Con aval del Senado, Milei se encamina a ser el primero en ratificar el acuerdo Mercosur-UE
Si el oficialismo logra este jueves el respaldo del Senado, el presidente Javier Milei quedará en condiciones de anunciar, el próximo domingo en la apertura de sesiones ordinarias, que la Argentina se convirtió en el primer país de la región en ratificar el acuerdo comercial entre el Mercosur y la Unión Europea.
La Cámara alta tratará la media sanción que ya cuenta con aprobación de Diputados y, según estimaciones del oficialismo, los votos estarían garantizados. En la Cámara baja, el convenio fue aprobado con 203 votos afirmativos, 42 negativos y cuatro abstenciones, en una sesión que dejó expuesta la división interna de algunos bloques opositores.
Carrera con Uruguay y señal política
La ratificación no solo tiene impacto económico sino también simbólico. Uruguay, bajo la presidencia de Yamandú Orsi, también aceleró los tiempos parlamentarios para intentar aprobar el tratado en simultáneo. En Brasil y Paraguay, en cambio, el trámite avanza con mayor lentitud.
Desde La Libertad Avanza sostienen que aprobar el acuerdo cuanto antes permitiría que, una vez notificado el Consejo Europeo, comiencen a correr los plazos —estimados en dos meses— para su aplicación provisional en el caso argentino. “Después está lo simbólico: enviar un mensaje de liderazgo regional”, señalan en el oficialismo.
Qué implica el acuerdo
El entendimiento birregional es el resultado de más de una década de negociaciones y prevé una eliminación gradual de aranceles, la armonización de normas técnicas y la apertura recíproca de mercados.
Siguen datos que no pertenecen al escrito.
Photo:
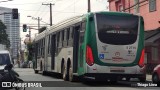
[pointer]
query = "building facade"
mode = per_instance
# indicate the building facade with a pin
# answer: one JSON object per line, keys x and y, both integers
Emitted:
{"x": 13, "y": 30}
{"x": 149, "y": 10}
{"x": 146, "y": 8}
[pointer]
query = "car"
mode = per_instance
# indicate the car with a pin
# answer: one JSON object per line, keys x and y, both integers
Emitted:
{"x": 156, "y": 75}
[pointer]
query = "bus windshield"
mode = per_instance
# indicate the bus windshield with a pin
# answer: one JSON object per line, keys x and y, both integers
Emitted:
{"x": 117, "y": 29}
{"x": 4, "y": 59}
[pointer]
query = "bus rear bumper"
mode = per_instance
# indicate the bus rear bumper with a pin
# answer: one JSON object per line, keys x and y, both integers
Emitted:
{"x": 106, "y": 76}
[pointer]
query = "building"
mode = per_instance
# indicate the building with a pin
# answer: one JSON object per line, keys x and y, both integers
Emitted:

El Gobierno asegura que el tratado conformará un mercado ampliado de más de 700 millones de personas y ampliará significativamente la porción del PBI global con la que la Argentina mantiene acuerdos comerciales.
En términos concretos, la entrada en vigor permitiría acceder con ventajas arancelarias a cuotas de exportación —por ejemplo, de carne— antes que otros socios que no hayan ratificado el convenio. Desde la Casa Rosada destacan que casi la totalidad de las exportaciones agrícolas del Mercosur hacia Europa se verían beneficiadas por la liberalización progresiva.
El acuerdo se divide en dos partes. La política quedó momentáneamente frenada luego de que el Parlamento Europeo la remitiera al Tribunal de Justicia de la Unión Europea para analizar su compatibilidad con los tratados comunitarios, un proceso que podría extenderse hasta dos años. No obstante, el componente económico ya cuenta con mecanismos que habilitan su aplicación provisional con los países que lo ratifiquen.
El embajador de Alemania en la Argentina, Dieter Lamle, respaldó públicamente el entendimiento y destacó que contempla la reducción de aranceles en el 90% de los grupos de productos, lo que favorecería tanto a empresas europeas como sudamericanas.
Resistencias y advertencias
El acuerdo enfrentó obstáculos políticos y sectoriales en Europa, especialmente por la oposición de países como Francia, Irlanda, Austria y Polonia, preocupados por el impacto en sus productores agrícolas y la eventual competencia de bienes sudamericanos.
En la Argentina, los cuestionamientos se concentran en el posible efecto sobre la industria nacional y la capacidad de adaptación a estándares técnicos y ambientales más exigentes. Sectores opositores advierten sobre riesgos para el empleo en áreas sensibles y reclaman mecanismos de protección para la producción local.
En paralelo, el comisario europeo de Comercio y Seguridad Económica, Maros Sefcovic, sostuvo que la demora en la implementación del acuerdo generó pérdidas millonarias en términos de PBI y oportunidades de exportación para la Unión Europea.
De confirmarse la ratificación en el Senado, el Gobierno argentino buscará capitalizar políticamente el paso dado en materia de inserción internacional, en un contexto de redefinición de alianzas comerciales y competencia regional por atraer inversiones y ampliar mercados.